Abbreviation: Cat


A category is a structure $\mathbf{C}=\langle C,\circ,\text{dom},\text{cod}\rangle$ of type $\langle 2,1,1\rangle$ such that $C$ is a class,

$\langle C,\circ\rangle$ is a (large) partial semigroup

dom amd cod are total unary operations on $C$ such that

$\text{dom}(x)$ is a left unit: $\text{dom}(x)\circ x=x$

$\text{cod}(x)$ is a right unit: $x\circ\text{cod}(x)=x$

if $x\circ y$ exists then $\text{dom}(x\circ y)=\text{dom}(x)$ and $\text{cod}(x\circ y)=\text{cod}(y)$

$x\circ y$ exists iff $\text{cod}(x)=\text{dom}(y)$

Remark: The members of $C$ are called morphisms, $\circ$ is the partial operation of composition, dom is the domain and cod is the codomain of a morphism.

The set of objects of $C$ is the set $\mathbf{Obj}C=\{\text{dom}(x)|x\in C\}$. For $a,b\in C$ the set of homomorphism from $a$ to $b$ is $\text{Hom}(a,b)=\{c\in C|\text{dom}(c)=a\text{ and }\text{cod}(c)=b\}$.

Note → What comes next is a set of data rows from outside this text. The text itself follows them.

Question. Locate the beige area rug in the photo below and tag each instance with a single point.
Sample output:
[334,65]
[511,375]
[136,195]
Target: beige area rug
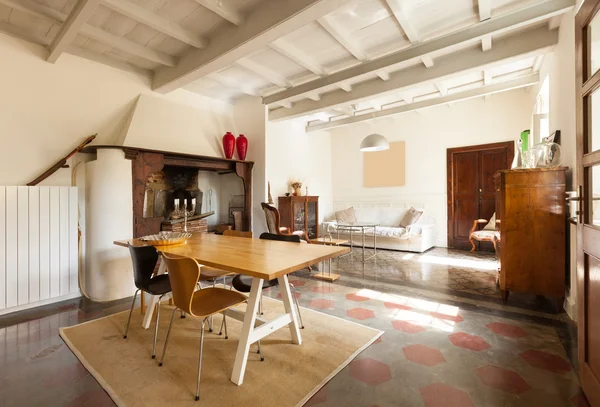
[289,376]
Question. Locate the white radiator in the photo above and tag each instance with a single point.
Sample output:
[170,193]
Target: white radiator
[38,246]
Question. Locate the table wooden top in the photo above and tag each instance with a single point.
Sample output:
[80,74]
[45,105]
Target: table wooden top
[326,240]
[266,259]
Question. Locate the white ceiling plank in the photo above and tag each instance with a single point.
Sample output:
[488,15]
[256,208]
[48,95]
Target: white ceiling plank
[485,9]
[225,11]
[497,25]
[342,36]
[294,53]
[23,34]
[105,60]
[128,46]
[404,21]
[427,61]
[486,43]
[537,63]
[383,75]
[264,72]
[514,48]
[453,98]
[160,24]
[230,83]
[487,78]
[36,9]
[442,88]
[273,19]
[82,11]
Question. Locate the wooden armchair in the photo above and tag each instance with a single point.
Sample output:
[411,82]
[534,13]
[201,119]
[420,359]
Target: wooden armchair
[274,223]
[485,235]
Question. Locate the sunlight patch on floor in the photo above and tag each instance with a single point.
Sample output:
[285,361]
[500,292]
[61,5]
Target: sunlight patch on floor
[480,264]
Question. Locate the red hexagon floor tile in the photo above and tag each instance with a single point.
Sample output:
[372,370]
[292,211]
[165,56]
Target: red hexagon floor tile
[472,342]
[423,355]
[321,304]
[407,327]
[370,371]
[454,318]
[502,379]
[297,295]
[510,331]
[441,395]
[546,361]
[393,305]
[356,297]
[324,289]
[360,313]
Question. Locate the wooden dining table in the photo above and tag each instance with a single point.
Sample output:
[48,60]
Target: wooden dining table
[257,258]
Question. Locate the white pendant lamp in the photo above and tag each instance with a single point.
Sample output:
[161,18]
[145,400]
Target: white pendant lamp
[374,142]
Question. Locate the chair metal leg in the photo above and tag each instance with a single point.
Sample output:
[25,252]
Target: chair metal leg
[167,338]
[262,358]
[130,312]
[200,360]
[294,293]
[156,327]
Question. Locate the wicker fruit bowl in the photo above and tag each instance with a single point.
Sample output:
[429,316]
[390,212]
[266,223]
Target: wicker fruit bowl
[166,238]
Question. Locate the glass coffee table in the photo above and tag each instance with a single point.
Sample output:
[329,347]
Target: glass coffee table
[365,230]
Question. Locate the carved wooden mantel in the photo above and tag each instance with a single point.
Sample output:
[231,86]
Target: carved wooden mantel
[145,162]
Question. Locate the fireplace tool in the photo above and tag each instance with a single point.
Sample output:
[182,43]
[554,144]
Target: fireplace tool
[183,211]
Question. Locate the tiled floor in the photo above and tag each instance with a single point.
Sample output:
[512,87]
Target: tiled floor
[448,340]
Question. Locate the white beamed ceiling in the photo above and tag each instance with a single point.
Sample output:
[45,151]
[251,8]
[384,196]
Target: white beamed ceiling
[150,36]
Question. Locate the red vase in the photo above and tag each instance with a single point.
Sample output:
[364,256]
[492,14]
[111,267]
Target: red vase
[228,144]
[242,146]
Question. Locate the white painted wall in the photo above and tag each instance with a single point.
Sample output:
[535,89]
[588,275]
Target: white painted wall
[559,67]
[293,153]
[427,135]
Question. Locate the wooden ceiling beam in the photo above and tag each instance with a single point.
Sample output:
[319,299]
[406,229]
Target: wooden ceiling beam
[510,49]
[485,9]
[340,34]
[225,11]
[526,16]
[453,98]
[82,11]
[295,54]
[404,21]
[273,19]
[160,24]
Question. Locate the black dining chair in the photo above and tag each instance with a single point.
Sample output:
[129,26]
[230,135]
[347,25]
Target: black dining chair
[144,261]
[244,283]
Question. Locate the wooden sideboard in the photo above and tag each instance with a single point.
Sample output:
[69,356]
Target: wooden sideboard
[300,213]
[531,219]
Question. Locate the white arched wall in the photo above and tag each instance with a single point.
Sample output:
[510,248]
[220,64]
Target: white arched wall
[107,271]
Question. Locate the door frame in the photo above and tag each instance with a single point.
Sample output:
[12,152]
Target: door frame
[588,236]
[510,148]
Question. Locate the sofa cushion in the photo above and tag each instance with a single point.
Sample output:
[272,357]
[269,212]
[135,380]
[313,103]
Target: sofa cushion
[411,216]
[347,216]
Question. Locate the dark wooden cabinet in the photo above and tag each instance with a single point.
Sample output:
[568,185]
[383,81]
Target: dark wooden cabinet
[531,219]
[471,188]
[300,213]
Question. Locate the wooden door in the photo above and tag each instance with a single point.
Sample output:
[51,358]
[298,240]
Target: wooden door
[587,37]
[471,192]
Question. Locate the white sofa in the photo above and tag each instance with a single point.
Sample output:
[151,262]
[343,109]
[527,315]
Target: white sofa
[418,237]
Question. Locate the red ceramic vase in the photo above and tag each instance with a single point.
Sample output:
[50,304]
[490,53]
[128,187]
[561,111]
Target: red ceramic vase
[228,144]
[242,146]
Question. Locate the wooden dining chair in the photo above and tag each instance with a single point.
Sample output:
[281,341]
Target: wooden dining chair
[144,260]
[184,274]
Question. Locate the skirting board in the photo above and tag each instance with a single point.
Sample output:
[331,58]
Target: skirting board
[39,303]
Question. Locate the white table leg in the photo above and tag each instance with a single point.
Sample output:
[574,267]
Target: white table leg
[162,268]
[288,302]
[241,356]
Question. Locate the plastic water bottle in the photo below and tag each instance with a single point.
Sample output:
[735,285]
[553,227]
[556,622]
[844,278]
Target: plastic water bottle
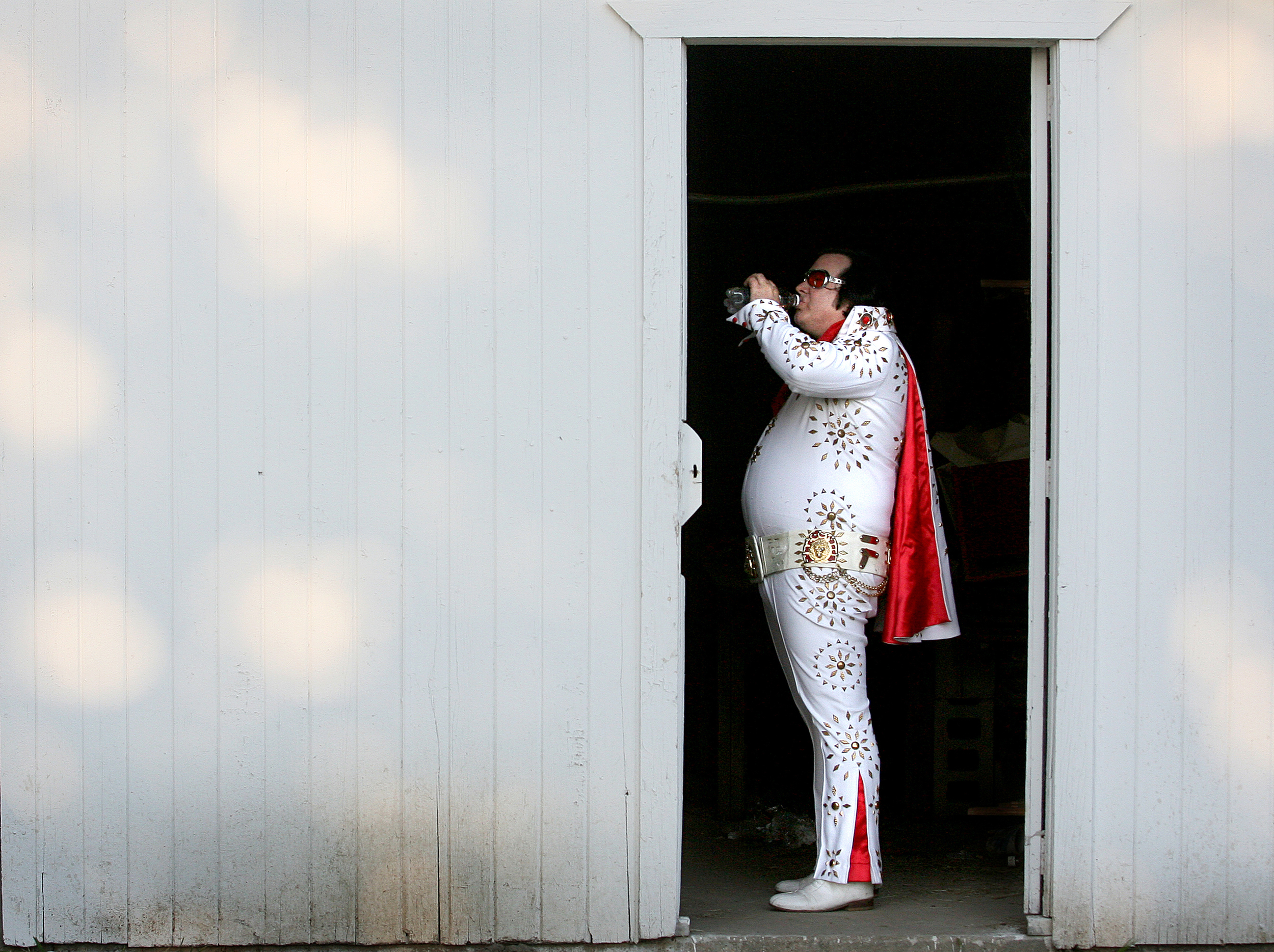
[737,297]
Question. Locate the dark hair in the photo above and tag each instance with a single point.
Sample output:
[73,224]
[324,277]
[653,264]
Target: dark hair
[865,280]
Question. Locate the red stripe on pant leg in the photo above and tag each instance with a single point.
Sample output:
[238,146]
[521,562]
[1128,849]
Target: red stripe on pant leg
[860,858]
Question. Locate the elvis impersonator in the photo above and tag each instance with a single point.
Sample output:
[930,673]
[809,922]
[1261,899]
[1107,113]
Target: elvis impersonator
[842,506]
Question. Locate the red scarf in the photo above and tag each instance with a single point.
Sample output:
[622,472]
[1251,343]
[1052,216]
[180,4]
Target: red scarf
[916,599]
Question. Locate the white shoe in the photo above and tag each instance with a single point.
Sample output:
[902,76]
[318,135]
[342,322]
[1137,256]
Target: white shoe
[824,896]
[793,885]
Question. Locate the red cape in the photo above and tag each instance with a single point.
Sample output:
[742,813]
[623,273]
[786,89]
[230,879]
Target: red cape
[920,604]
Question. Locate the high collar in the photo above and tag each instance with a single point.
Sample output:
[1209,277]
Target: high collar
[864,317]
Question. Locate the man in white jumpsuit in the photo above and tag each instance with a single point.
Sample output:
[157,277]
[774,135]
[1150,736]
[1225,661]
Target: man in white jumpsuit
[819,499]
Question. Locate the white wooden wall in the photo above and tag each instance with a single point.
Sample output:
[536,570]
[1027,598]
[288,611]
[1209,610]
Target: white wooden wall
[320,394]
[1163,795]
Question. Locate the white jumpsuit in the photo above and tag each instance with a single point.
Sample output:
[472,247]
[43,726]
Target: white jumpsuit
[830,461]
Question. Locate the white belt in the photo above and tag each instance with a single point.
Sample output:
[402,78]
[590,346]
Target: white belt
[816,549]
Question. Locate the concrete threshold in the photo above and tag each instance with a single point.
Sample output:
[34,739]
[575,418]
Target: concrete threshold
[710,942]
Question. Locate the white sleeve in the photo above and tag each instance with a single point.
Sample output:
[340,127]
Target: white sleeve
[853,366]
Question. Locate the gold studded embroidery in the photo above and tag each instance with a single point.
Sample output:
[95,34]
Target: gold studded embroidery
[839,665]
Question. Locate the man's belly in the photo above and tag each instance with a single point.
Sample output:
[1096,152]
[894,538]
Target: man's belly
[789,488]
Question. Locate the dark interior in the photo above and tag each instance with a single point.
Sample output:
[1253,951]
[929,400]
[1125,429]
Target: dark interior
[949,717]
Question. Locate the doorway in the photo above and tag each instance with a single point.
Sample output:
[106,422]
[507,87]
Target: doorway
[923,157]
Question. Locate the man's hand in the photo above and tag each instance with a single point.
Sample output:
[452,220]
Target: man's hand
[762,287]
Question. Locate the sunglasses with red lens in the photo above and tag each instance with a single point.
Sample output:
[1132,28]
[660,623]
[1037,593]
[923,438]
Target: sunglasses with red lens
[817,278]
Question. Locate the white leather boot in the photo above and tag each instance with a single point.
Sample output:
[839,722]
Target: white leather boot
[793,885]
[824,896]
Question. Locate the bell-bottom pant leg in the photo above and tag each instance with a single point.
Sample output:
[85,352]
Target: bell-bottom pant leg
[826,670]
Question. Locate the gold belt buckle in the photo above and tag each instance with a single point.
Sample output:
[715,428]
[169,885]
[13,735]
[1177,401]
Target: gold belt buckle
[752,560]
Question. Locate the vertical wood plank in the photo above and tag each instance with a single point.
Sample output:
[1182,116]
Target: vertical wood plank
[1117,651]
[144,764]
[1162,404]
[63,632]
[1206,614]
[195,321]
[663,407]
[616,102]
[525,641]
[566,461]
[427,351]
[19,811]
[1074,659]
[197,664]
[1250,742]
[240,469]
[378,223]
[292,621]
[333,847]
[1040,604]
[469,891]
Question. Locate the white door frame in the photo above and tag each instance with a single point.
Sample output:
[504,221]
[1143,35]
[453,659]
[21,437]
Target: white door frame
[1068,30]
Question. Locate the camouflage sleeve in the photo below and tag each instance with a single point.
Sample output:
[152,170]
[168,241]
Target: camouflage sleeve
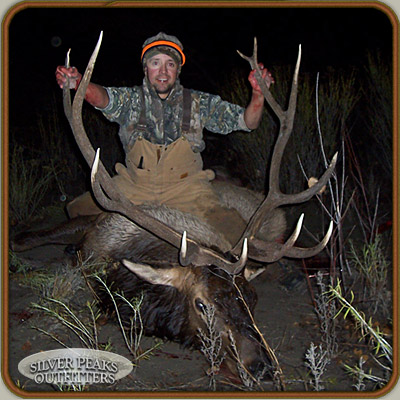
[220,116]
[120,103]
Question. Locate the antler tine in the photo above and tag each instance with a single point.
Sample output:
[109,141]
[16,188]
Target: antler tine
[298,252]
[208,257]
[275,197]
[271,251]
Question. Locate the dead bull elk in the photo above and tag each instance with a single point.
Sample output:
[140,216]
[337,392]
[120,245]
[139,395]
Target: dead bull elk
[155,243]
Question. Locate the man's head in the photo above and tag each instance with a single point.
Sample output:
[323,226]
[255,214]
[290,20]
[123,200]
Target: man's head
[162,58]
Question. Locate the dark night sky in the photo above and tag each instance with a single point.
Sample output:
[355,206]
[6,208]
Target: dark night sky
[335,37]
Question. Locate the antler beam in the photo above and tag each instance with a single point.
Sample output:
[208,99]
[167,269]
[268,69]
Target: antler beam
[258,249]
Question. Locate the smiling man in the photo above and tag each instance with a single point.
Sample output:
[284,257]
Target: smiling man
[161,129]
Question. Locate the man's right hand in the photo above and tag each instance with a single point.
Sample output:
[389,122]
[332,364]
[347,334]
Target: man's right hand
[68,76]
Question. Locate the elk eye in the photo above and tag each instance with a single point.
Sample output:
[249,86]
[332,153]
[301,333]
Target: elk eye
[200,306]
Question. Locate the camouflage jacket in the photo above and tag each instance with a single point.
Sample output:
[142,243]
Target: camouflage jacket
[164,117]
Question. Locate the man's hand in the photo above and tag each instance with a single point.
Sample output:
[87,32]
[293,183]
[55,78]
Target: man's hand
[69,76]
[266,76]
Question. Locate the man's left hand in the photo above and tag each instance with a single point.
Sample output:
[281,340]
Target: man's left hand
[266,76]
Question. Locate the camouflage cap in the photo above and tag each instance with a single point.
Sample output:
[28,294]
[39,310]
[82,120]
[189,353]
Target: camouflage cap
[163,43]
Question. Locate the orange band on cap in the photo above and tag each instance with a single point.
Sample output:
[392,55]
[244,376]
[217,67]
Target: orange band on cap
[164,43]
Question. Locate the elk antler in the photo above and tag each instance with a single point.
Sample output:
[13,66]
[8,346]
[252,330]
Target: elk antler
[110,198]
[265,251]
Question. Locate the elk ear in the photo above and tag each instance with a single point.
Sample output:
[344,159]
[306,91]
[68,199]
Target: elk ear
[156,276]
[251,273]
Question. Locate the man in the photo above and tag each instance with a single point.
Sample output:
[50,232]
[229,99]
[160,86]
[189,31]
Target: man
[161,126]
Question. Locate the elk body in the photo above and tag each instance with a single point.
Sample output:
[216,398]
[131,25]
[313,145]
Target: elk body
[181,264]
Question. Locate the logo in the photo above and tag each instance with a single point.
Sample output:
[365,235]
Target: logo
[75,367]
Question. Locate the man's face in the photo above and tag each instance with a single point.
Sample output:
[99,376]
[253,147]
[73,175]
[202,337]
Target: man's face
[162,71]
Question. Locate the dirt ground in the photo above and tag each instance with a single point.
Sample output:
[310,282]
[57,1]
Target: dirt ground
[285,315]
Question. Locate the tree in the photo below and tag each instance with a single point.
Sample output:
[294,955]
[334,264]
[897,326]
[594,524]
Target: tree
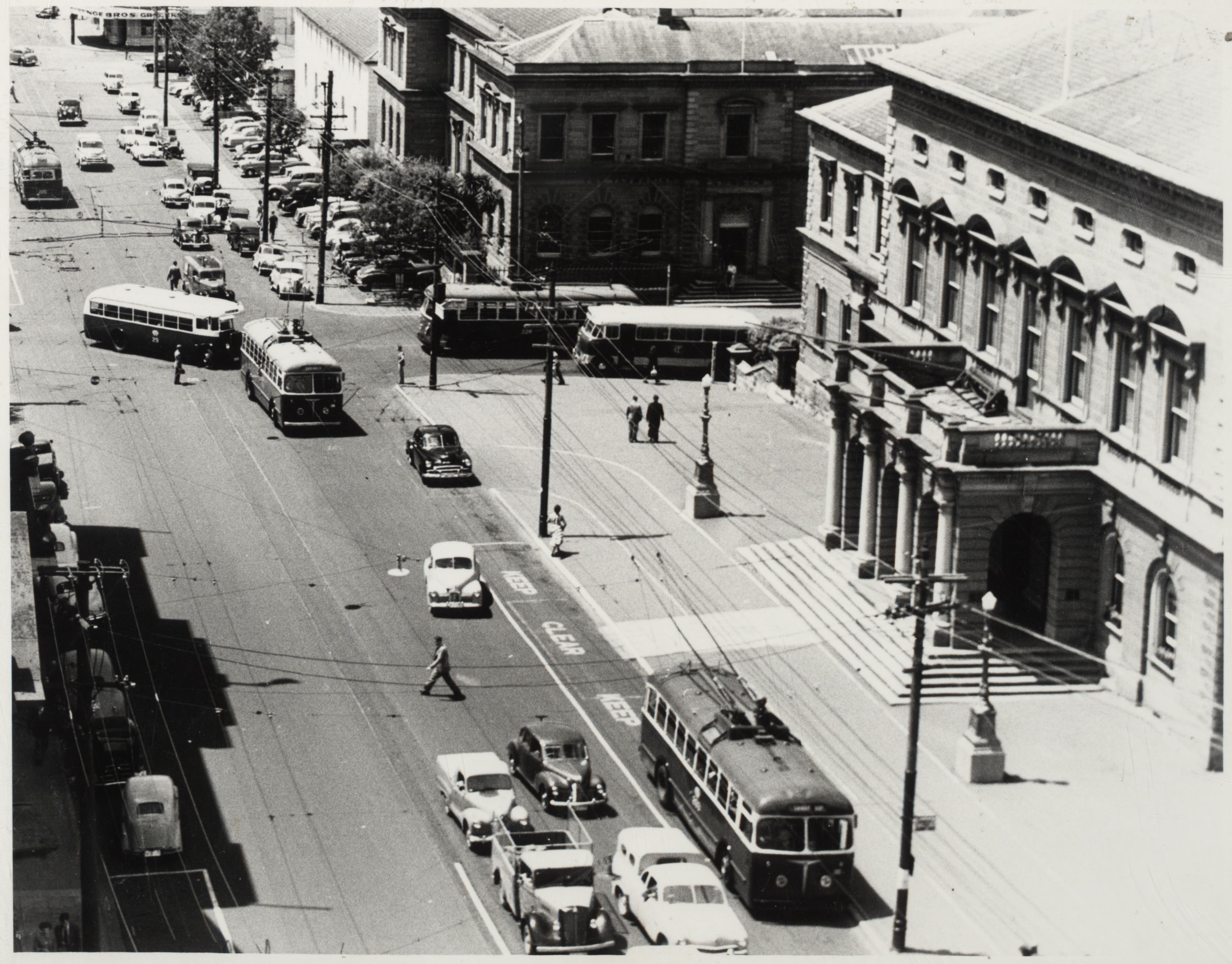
[227,53]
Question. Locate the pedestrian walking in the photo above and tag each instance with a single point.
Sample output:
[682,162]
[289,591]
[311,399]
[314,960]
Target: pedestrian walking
[634,414]
[653,419]
[66,935]
[556,525]
[440,670]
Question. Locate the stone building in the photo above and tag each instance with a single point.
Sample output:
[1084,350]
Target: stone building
[621,145]
[1013,275]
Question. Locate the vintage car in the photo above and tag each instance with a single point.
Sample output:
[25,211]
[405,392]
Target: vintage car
[152,817]
[477,790]
[555,763]
[435,452]
[665,882]
[453,579]
[190,233]
[69,111]
[90,152]
[174,191]
[291,279]
[268,255]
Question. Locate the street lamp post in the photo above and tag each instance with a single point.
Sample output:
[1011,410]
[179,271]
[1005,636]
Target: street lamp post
[980,758]
[702,495]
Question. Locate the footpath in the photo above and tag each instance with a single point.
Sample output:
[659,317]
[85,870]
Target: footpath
[1106,839]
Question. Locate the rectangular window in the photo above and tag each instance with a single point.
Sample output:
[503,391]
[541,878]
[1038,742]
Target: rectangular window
[952,290]
[552,137]
[603,135]
[740,135]
[990,312]
[655,136]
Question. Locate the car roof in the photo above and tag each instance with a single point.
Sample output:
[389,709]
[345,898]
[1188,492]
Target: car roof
[555,733]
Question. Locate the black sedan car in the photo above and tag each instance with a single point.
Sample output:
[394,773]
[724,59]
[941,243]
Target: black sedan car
[555,763]
[435,452]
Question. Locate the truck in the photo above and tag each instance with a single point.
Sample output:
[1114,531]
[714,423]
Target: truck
[548,882]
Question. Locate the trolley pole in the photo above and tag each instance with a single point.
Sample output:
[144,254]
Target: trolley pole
[327,148]
[920,609]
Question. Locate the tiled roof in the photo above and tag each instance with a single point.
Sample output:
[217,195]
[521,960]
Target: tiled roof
[809,41]
[355,28]
[1145,84]
[867,115]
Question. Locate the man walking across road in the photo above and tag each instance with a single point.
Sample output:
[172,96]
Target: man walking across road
[653,419]
[440,670]
[634,413]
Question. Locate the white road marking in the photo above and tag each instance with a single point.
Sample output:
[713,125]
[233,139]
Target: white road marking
[586,717]
[483,913]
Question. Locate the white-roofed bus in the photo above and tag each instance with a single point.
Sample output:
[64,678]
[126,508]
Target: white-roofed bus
[289,374]
[157,321]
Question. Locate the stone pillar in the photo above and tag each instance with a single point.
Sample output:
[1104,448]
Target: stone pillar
[869,489]
[832,524]
[905,532]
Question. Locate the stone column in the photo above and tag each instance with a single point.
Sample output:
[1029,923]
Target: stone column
[905,533]
[832,520]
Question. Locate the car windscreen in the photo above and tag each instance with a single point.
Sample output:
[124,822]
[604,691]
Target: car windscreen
[490,782]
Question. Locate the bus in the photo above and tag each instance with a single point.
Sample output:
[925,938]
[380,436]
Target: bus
[142,318]
[780,833]
[288,372]
[485,317]
[623,339]
[37,174]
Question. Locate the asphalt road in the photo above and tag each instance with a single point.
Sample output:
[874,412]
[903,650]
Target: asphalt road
[278,664]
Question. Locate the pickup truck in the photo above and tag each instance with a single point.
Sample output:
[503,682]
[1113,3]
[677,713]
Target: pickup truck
[477,790]
[548,882]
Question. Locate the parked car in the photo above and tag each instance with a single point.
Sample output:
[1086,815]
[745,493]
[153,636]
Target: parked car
[435,452]
[665,882]
[555,763]
[477,790]
[268,255]
[453,579]
[152,817]
[290,279]
[90,152]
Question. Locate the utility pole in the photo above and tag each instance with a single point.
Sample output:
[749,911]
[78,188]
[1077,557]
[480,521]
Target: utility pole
[327,148]
[269,147]
[920,609]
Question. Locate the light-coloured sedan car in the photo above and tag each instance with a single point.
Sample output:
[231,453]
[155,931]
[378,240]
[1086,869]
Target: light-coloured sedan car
[268,255]
[453,578]
[477,790]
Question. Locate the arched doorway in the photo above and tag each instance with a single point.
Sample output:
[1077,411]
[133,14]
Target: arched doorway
[1018,569]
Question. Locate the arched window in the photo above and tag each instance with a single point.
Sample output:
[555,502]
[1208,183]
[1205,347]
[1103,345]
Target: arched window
[599,231]
[650,231]
[551,230]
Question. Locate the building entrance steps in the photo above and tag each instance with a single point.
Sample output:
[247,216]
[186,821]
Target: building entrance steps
[852,620]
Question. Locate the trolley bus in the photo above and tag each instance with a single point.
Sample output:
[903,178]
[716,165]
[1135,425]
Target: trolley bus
[619,339]
[485,317]
[780,833]
[288,372]
[37,174]
[142,318]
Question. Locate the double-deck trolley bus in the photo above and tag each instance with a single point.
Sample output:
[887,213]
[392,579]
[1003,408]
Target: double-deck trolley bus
[487,317]
[290,375]
[621,339]
[779,831]
[37,174]
[141,318]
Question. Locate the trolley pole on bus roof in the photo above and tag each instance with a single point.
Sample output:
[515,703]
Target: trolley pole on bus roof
[920,609]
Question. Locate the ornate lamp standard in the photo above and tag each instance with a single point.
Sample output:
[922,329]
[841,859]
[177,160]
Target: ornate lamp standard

Let $\mathbf{C}$ and $\mathbf{D}$ be categories. A morphism from $\mathbf{C}$ to $\mathbf{D}$ is a function $h:C\rightarrow D$ that is a homomorphism: $h(\text{dom}(c))=\text{dom}h(c)$, $h(\text{cod}(c))=\text{cod}h(c)$ and $h(c\circ d)=h(c) \circ h(d)$ whenever $c\circ d$ is defined.

Morphisms between categories are called functors.


Example 1: The category of function on sets with composition.

In fact, most of the classes of mathematical structures in this database are categories.

Basic results




Finite members

$\begin{array}{lr} f(1)= &1\\ f(2)= &3\\ f(3)= &11\\ f(4)= &55\\ f(5)= &329\\ f(6)= &2858\\ f(7)= &\\ f(8)= &\\ f(9)= &\\ f(10)= &\\ \end{array}$